About the book
Celiac disease is a common autoimmune disorder affecting a 0.5-1.0% global population in both sexes regardless of age. It is caused by eating gluten-containing food such as wheat. Clinical symptoms include diarrhea, abdominal pain, malnutrition, and oral ulcers. Sometimes it is mistaken for irresistible bowel syndrome or lactose intolerance. Diagnosis has been problematic due to the lack of gold criteria.
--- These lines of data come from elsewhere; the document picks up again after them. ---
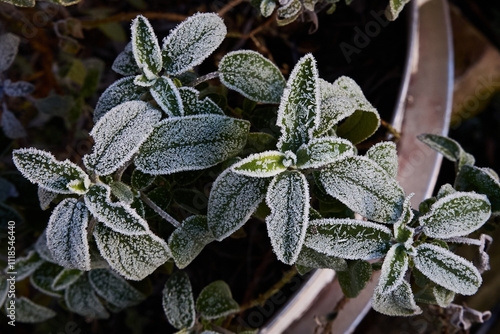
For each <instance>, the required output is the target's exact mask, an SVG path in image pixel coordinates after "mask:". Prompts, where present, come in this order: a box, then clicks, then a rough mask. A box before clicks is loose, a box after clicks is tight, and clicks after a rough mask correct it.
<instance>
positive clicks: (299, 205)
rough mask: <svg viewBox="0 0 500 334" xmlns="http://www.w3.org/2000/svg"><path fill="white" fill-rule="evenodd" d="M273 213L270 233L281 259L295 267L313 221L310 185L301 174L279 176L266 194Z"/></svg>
mask: <svg viewBox="0 0 500 334" xmlns="http://www.w3.org/2000/svg"><path fill="white" fill-rule="evenodd" d="M266 203H267V206H268V207H269V208H270V209H271V214H270V215H269V216H267V218H266V223H267V234H268V235H269V238H270V239H271V245H272V246H273V251H274V253H275V254H276V256H277V258H278V260H280V261H282V262H284V263H286V264H293V263H295V261H296V260H297V257H298V256H299V253H300V250H301V248H302V245H303V243H304V238H305V235H306V230H307V226H308V222H309V185H308V183H307V180H306V178H305V176H304V175H303V174H302V173H300V172H298V171H286V172H283V173H281V174H279V175H276V176H275V177H274V178H273V180H272V181H271V184H270V185H269V188H268V191H267V195H266Z"/></svg>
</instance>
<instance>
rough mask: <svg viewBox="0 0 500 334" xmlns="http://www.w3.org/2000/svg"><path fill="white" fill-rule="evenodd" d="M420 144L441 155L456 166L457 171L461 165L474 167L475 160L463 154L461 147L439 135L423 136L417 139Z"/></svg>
mask: <svg viewBox="0 0 500 334" xmlns="http://www.w3.org/2000/svg"><path fill="white" fill-rule="evenodd" d="M417 138H418V139H419V140H420V141H421V142H423V143H424V144H426V145H427V146H429V147H430V148H432V149H433V150H435V151H437V152H439V153H441V154H442V155H443V156H444V157H445V158H446V159H448V160H451V161H453V162H455V163H456V164H457V167H458V168H457V170H460V168H462V166H463V165H465V164H467V165H474V163H475V159H474V157H473V156H472V155H470V154H469V153H467V152H465V151H464V149H463V148H462V146H460V144H459V143H458V142H456V141H455V140H453V139H451V138H448V137H443V136H440V135H433V134H423V135H420V136H418V137H417Z"/></svg>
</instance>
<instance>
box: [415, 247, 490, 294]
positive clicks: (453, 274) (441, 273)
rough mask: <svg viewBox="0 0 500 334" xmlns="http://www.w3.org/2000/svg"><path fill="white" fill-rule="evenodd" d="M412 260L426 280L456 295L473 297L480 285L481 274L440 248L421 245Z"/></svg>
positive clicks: (463, 262)
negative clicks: (455, 294) (460, 294)
mask: <svg viewBox="0 0 500 334" xmlns="http://www.w3.org/2000/svg"><path fill="white" fill-rule="evenodd" d="M413 260H414V262H415V267H416V268H417V269H418V270H420V271H421V272H422V274H424V275H425V276H426V277H427V278H429V279H430V280H431V281H433V282H434V283H436V284H439V285H440V286H442V287H444V288H446V289H448V290H451V291H454V292H456V293H459V294H462V295H473V294H475V293H476V291H477V289H478V288H479V286H480V285H481V283H482V278H481V274H479V272H478V271H477V269H476V268H475V267H474V265H473V264H472V263H471V262H469V261H467V260H466V259H464V258H462V257H460V256H458V255H455V254H453V253H452V252H450V251H449V250H446V249H444V248H442V247H439V246H436V245H431V244H422V245H420V246H418V247H417V255H416V256H415V257H414V259H413Z"/></svg>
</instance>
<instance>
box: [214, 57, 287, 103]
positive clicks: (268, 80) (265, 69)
mask: <svg viewBox="0 0 500 334" xmlns="http://www.w3.org/2000/svg"><path fill="white" fill-rule="evenodd" d="M219 78H220V81H221V82H222V83H223V84H224V85H225V86H226V87H228V88H230V89H233V90H235V91H237V92H238V93H240V94H242V95H243V96H245V97H246V98H248V99H250V100H252V101H256V102H263V103H275V104H278V103H279V102H280V99H281V95H283V90H284V89H285V85H286V82H285V78H283V75H282V74H281V72H280V70H279V68H278V67H276V65H274V64H273V63H272V62H271V61H270V60H268V59H266V58H264V57H263V56H262V55H261V54H259V53H257V52H255V51H250V50H241V51H234V52H230V53H228V54H226V55H225V56H224V57H223V58H222V60H221V61H220V63H219Z"/></svg>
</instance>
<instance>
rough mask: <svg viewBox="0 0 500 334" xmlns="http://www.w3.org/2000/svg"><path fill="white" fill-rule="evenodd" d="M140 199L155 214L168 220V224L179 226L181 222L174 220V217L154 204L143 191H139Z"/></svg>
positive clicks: (177, 227) (157, 205)
mask: <svg viewBox="0 0 500 334" xmlns="http://www.w3.org/2000/svg"><path fill="white" fill-rule="evenodd" d="M141 199H142V200H143V201H144V203H146V204H147V205H148V206H149V207H150V208H151V209H153V210H154V212H156V213H157V214H159V215H160V216H161V217H162V218H163V219H165V220H166V221H168V222H169V223H170V224H172V225H174V227H176V228H179V227H181V224H180V223H179V222H178V221H177V220H175V218H174V217H172V216H171V215H169V214H168V213H166V212H165V211H163V210H162V209H161V208H160V207H159V206H158V205H156V204H155V203H154V202H153V201H152V200H151V199H150V198H149V197H148V196H146V194H145V193H143V192H142V191H141Z"/></svg>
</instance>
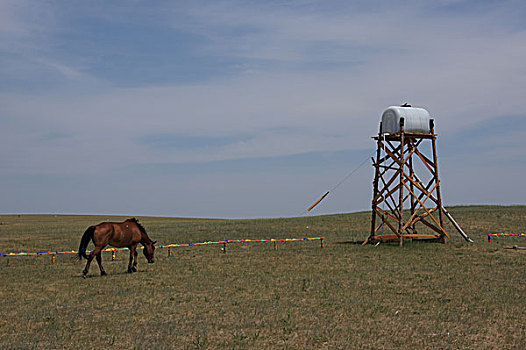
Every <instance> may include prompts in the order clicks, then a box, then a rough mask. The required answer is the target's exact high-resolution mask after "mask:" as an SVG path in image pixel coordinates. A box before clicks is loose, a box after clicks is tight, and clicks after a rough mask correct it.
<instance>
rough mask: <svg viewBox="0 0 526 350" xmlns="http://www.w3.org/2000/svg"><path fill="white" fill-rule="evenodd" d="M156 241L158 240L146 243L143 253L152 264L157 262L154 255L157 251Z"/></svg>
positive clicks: (143, 249)
mask: <svg viewBox="0 0 526 350" xmlns="http://www.w3.org/2000/svg"><path fill="white" fill-rule="evenodd" d="M155 243H157V241H153V242H152V241H150V242H149V243H146V244H144V249H143V253H144V256H145V257H146V260H148V263H150V264H153V263H154V262H155V258H154V257H153V255H154V252H155Z"/></svg>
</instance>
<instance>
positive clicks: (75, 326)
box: [0, 206, 526, 349]
mask: <svg viewBox="0 0 526 350" xmlns="http://www.w3.org/2000/svg"><path fill="white" fill-rule="evenodd" d="M449 211H450V212H451V213H452V215H453V216H454V217H455V218H456V220H457V221H458V222H459V223H460V225H461V226H462V227H463V228H464V230H465V231H466V232H467V233H468V234H469V235H470V236H471V237H472V238H473V239H474V241H475V243H473V244H470V243H467V242H464V241H463V240H462V239H461V238H460V237H459V235H458V234H456V233H455V232H454V229H453V228H452V226H450V225H448V226H447V227H446V229H447V230H448V232H451V234H452V236H453V237H452V240H451V241H449V243H448V244H446V245H442V244H438V243H417V242H413V243H411V242H408V243H407V244H406V245H405V246H404V247H402V248H400V247H398V246H397V245H395V244H393V245H389V244H380V245H379V246H371V245H369V246H360V245H355V244H349V243H348V242H349V241H355V240H363V239H365V238H366V236H367V233H368V229H369V220H370V214H369V213H354V214H343V215H332V216H319V217H304V218H284V219H268V220H203V219H201V220H198V219H176V218H156V217H140V218H139V219H140V221H141V222H142V223H143V225H144V226H145V228H146V230H147V231H148V233H149V235H150V237H151V238H152V239H154V240H158V241H159V244H168V243H183V242H199V241H207V240H219V239H238V238H254V239H256V238H289V237H305V236H311V237H314V236H325V237H326V239H325V248H324V249H320V246H319V242H318V241H314V242H299V243H286V244H280V245H279V249H278V250H277V251H274V249H273V247H272V245H270V244H232V245H229V248H228V252H227V254H223V253H222V252H221V250H220V248H221V247H220V246H219V245H210V246H202V247H188V248H173V255H172V256H171V257H168V256H167V251H166V249H158V250H157V251H156V258H157V261H156V263H155V264H146V260H145V259H144V257H143V256H142V255H141V256H140V257H139V266H138V268H139V272H137V273H135V274H127V273H125V271H126V264H127V256H126V253H125V252H119V253H118V255H117V260H116V261H111V254H110V253H104V256H103V259H104V266H105V268H106V271H107V272H108V274H109V276H105V277H101V276H99V274H98V268H97V266H96V264H92V269H91V271H90V275H89V278H87V279H82V278H81V271H82V269H83V267H84V264H85V261H82V262H78V261H76V260H75V258H74V257H73V256H72V255H64V256H57V258H56V263H55V264H51V259H50V257H49V256H39V257H7V258H6V257H2V258H0V281H1V284H2V287H1V288H0V312H1V317H0V348H9V349H33V348H36V349H44V348H45V349H59V348H60V349H62V348H77V347H82V348H88V349H91V348H99V347H102V348H116V349H131V348H137V349H157V348H159V349H170V348H174V349H355V348H356V349H384V348H385V349H423V348H425V349H432V348H435V349H458V348H460V349H524V348H526V322H525V310H526V297H525V296H526V251H524V250H509V249H504V247H505V246H509V245H522V246H526V238H516V239H513V238H502V239H498V240H494V241H493V242H491V243H488V242H487V233H489V232H525V230H526V207H525V206H513V207H493V206H491V207H490V206H482V207H453V208H450V210H449ZM122 219H124V217H95V216H62V215H59V216H54V215H39V216H36V215H22V216H20V217H18V216H13V215H11V216H7V215H3V216H0V222H1V223H2V224H1V225H0V253H6V252H19V251H25V252H33V251H42V250H58V251H61V250H71V249H77V247H78V244H79V241H80V236H81V234H82V233H83V232H84V230H85V229H86V227H87V226H89V225H92V224H95V223H98V222H100V221H121V220H122ZM346 242H347V243H346ZM91 247H92V245H91V244H90V246H89V248H91Z"/></svg>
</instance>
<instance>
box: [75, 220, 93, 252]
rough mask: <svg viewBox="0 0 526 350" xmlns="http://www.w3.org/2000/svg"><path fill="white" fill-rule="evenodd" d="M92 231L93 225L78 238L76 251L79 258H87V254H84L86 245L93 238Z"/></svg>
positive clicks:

Eighty percent are believed undiagnosed. Therefore, the actual incidence could be much higher. Genetically, a majority of patients carry a DQ2 or DQ8 variant in their allele for human leukocyte antigen (HLA) subunits, which constitute the class II major histocompatibility complex (MHC) that is responsible for distinguishing foreign peptides from their own. The MHC containing DQ2 or DQ8 has higher affinity for gluten and triggers autoimmune process upon gluten binding. People with such genetic background could have intestinal mucosal damage for eating gluten-containing food. Serious consequences, including anemia, intestinal lymphoma, and intestinal adenocarcinoma, could be resulted due to the lack of proper care. Currently, there is no effective treatment except for diet adjustment.
This book intends to raise the awareness of this common disease, hopefully, to stimulate research activity in this area, and by that to find better therapeutic solutions.